Nana, my MFADT thesis, is a non-player game built with a modified video game console and a repurposed game controller. The project reduces the role of human players to mere spectators and explores the interplay between machines. Nana, the name of the little robot, is a curious video game controller with a mobile sub-unit. She rolls on a flat LCD screen and communicates the information she found on the colorful screen to the game console (The Mother). The Mother reads the information and turns them into various direct and indirect outputs, mostly in the forms of sound and visual. Once a while, when the information sequence is matching certain condition that is agreed between Mother and Nana, Mother will turn the screen off. Nana will then take a rest, and a random bedtime story about Nana will be narrated by Mother before everything goes back to normal.
I didn’t come to DT to be a creative technologist, but like most of my peers, I was seeking a change in my design career. After I took all the necessary steps and figured out how to built a Simon Says electronic game in the physical computing (pcomp) class, it was clear that interactive electronics is the change I was looking for.

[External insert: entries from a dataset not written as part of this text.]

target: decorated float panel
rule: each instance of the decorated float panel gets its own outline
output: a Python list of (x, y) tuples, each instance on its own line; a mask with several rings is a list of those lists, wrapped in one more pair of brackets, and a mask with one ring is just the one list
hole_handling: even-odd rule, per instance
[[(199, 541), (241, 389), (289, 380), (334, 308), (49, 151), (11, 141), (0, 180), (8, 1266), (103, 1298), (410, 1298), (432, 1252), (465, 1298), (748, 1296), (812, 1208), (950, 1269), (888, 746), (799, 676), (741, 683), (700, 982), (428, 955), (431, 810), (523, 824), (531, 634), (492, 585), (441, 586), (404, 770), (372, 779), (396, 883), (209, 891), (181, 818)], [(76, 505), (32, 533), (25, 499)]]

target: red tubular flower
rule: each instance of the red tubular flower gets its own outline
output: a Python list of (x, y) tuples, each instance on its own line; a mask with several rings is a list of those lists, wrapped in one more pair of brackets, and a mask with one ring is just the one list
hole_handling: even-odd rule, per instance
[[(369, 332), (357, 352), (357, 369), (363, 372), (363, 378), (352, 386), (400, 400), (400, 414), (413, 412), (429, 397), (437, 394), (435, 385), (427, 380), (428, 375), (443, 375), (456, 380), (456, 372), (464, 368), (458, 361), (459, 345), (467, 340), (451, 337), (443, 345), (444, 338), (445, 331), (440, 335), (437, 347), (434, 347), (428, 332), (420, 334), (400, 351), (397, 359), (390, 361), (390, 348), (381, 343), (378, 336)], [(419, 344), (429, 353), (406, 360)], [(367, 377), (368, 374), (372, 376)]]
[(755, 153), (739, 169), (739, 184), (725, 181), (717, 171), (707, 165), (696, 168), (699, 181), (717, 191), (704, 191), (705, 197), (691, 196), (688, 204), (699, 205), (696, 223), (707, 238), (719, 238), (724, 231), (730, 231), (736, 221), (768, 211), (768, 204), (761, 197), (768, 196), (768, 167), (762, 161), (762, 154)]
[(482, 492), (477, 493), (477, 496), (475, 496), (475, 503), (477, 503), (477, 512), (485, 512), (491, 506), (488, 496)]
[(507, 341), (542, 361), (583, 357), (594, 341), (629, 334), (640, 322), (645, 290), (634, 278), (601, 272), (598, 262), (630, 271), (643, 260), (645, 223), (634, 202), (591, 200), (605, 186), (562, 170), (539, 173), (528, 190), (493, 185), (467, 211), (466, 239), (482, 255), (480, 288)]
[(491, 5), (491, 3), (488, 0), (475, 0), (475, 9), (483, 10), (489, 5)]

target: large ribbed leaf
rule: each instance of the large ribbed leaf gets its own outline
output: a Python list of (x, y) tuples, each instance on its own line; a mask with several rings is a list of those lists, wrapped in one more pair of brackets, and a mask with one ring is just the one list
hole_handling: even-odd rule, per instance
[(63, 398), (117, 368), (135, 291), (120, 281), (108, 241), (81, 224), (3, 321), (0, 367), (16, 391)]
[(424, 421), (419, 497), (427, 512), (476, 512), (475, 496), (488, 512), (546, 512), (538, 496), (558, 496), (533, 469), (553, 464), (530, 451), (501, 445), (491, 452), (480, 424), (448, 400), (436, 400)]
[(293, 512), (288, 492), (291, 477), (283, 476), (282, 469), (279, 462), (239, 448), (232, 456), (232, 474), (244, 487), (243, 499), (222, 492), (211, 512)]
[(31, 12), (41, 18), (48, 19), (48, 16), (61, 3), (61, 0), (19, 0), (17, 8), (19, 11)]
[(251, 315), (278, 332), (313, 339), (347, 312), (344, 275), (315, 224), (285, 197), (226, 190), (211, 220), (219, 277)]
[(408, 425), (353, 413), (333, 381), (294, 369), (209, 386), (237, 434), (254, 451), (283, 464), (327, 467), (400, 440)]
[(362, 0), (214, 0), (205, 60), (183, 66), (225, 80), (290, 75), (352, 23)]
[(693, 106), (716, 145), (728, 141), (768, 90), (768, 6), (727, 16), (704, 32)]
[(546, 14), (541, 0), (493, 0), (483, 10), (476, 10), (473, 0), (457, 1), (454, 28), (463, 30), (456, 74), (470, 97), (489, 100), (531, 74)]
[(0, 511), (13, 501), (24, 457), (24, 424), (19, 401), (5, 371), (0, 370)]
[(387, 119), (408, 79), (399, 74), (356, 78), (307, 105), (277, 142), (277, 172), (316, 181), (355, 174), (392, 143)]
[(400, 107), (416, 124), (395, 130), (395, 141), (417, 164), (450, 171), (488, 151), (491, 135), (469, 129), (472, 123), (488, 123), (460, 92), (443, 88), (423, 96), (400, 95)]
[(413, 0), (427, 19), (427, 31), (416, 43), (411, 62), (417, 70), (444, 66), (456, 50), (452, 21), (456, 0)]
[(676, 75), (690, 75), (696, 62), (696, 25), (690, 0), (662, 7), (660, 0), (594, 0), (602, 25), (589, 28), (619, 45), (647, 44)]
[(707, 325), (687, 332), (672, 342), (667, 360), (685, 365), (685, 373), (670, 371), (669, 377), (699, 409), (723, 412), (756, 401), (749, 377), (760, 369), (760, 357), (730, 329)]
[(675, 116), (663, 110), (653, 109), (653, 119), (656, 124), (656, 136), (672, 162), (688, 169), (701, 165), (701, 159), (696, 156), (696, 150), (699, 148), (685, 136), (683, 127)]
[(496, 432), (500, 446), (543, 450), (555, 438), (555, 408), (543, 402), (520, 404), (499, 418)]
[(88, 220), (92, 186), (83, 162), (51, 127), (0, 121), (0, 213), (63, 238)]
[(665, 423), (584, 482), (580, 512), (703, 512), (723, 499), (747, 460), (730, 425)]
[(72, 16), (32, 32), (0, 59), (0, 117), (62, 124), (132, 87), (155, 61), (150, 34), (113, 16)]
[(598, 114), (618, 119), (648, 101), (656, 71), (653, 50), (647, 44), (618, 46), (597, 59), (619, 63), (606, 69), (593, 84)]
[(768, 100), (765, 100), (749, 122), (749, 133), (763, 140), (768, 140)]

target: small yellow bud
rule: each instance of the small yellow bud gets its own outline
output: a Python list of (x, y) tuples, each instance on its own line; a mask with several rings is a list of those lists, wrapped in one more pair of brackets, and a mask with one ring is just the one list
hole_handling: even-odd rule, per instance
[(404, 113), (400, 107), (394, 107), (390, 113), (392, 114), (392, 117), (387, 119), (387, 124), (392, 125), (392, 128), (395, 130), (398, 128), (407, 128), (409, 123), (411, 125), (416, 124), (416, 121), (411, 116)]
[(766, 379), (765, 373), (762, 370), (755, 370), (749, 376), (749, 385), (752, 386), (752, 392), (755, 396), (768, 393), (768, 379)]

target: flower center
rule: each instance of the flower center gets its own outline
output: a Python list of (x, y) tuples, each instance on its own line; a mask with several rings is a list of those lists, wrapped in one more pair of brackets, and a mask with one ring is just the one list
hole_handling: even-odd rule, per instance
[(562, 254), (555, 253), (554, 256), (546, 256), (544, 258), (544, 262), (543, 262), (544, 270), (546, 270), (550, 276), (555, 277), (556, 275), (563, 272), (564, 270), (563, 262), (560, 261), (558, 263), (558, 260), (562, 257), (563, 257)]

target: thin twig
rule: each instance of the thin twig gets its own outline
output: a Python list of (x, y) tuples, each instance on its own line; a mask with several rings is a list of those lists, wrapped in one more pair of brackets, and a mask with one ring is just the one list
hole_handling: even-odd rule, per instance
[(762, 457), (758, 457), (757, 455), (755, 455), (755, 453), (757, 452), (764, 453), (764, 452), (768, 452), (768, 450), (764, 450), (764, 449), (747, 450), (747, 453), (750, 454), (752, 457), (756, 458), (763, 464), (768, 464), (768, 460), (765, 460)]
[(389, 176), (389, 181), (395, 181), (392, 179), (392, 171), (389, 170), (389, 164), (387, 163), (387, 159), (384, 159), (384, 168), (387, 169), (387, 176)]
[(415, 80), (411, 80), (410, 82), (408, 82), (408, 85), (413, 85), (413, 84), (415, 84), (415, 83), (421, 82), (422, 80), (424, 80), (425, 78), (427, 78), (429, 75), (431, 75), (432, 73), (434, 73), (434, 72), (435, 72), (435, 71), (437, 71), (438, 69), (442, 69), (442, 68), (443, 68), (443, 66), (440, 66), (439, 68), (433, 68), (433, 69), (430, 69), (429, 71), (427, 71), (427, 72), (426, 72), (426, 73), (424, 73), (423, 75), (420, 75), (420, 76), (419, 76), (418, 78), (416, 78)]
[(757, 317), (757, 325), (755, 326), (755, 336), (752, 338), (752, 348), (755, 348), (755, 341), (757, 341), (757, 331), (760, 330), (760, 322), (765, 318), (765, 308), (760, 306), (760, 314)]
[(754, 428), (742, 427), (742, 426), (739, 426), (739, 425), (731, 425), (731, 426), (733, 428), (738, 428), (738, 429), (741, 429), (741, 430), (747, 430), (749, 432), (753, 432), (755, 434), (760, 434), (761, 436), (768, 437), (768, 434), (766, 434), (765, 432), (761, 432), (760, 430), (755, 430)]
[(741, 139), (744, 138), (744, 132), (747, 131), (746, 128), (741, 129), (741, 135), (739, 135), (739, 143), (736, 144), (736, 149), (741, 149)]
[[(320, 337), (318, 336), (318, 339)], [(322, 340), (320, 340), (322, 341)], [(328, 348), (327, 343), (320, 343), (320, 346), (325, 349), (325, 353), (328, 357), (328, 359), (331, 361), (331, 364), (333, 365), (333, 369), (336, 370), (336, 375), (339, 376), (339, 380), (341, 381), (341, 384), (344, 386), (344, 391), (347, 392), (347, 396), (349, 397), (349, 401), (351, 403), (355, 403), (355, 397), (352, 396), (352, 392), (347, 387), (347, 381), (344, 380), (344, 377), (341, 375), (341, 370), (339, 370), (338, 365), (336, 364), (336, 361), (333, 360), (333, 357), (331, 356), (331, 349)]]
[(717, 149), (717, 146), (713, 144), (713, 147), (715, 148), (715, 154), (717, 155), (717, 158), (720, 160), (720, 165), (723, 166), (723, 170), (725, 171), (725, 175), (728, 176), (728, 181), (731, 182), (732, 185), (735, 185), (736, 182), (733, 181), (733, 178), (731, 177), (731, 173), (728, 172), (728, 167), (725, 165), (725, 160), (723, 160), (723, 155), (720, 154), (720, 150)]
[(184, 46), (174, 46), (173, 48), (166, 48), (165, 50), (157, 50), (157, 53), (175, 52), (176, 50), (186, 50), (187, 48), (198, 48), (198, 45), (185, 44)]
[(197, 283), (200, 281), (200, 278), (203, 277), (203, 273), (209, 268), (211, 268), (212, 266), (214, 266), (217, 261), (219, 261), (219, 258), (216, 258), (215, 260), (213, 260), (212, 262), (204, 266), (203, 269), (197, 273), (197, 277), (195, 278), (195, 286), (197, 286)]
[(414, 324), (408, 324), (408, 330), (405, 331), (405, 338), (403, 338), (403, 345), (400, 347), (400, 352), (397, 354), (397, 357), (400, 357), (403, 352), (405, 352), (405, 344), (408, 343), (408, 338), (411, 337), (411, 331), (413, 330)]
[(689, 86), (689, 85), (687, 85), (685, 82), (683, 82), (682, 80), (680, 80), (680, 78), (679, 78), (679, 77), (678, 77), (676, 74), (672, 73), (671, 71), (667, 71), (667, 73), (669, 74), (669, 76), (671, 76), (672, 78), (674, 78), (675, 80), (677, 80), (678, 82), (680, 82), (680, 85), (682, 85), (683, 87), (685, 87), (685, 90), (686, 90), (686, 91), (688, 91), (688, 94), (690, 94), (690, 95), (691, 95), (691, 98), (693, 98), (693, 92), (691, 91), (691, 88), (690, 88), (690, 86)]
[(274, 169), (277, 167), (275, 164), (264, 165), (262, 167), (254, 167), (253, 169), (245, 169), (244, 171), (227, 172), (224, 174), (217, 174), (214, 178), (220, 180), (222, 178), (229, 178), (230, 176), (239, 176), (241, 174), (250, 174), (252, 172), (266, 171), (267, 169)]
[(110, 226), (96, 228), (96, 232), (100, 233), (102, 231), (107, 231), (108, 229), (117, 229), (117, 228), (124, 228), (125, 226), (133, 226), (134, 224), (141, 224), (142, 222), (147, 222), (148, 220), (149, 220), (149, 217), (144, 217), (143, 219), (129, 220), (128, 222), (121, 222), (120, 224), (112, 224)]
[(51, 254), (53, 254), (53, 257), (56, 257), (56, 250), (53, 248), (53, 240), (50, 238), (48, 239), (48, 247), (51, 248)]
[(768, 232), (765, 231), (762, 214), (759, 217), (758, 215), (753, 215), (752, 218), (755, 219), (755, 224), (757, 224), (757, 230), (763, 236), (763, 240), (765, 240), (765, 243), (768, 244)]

That being said, I started late, I didn’t dive into the world of physical computing right in the beginning, so when I entered my thesis year, I was still taking pcomp themed courses. Every Time I am introduced to a new possibility, I will change a part of my thesis if not all of it, that drives my thesis teacher nuts. I tried to catch up and get ahead. Eventually, I landed on the idea of Mother and Nana, an expandable and interconnected system that can grow with my newly gained knowledge.
I created a circuit to read the voltage sent to the vibration motors in the game controller. The strength of the voltage is controlled by API in XNA. Therefore, I can create my own protocol to map the strength of the voltage to a set of commands in my microcontroller (BS2). For input to the XNA, I use the analogue stick(s), it is made of two potentiometers with about 10K resistance each. In XNA, the resistance will be mapped to a number between -1 and 1.
I had a lot of fun hacking Xbox 360 controllers, especially making the slave mobile sub-unit. It is made of two modules, a motor module and secondary communication module (SCM). The motor module came straight from an old toy of mine, it has two sets of geared motors well intergraded together in a metal structure. SCM is slightly complicated. It is made of an Atari 2600 cartridge PCB, a BASIC Stamp 2 (BS2), a motor driver, and a set of two optoisolators. When I designed this chassis I decided to look back to early video game hardware for inspirations. I have been using the Atari 2600 cartridge PCB for some of my BS2 projects in the past. The PCB has exactly the same number of pins as a BS2 chip. I usually mount my BS2 on a PCB, and use it with a regular Atari 2600 connector, it looks really nice on top of a robot.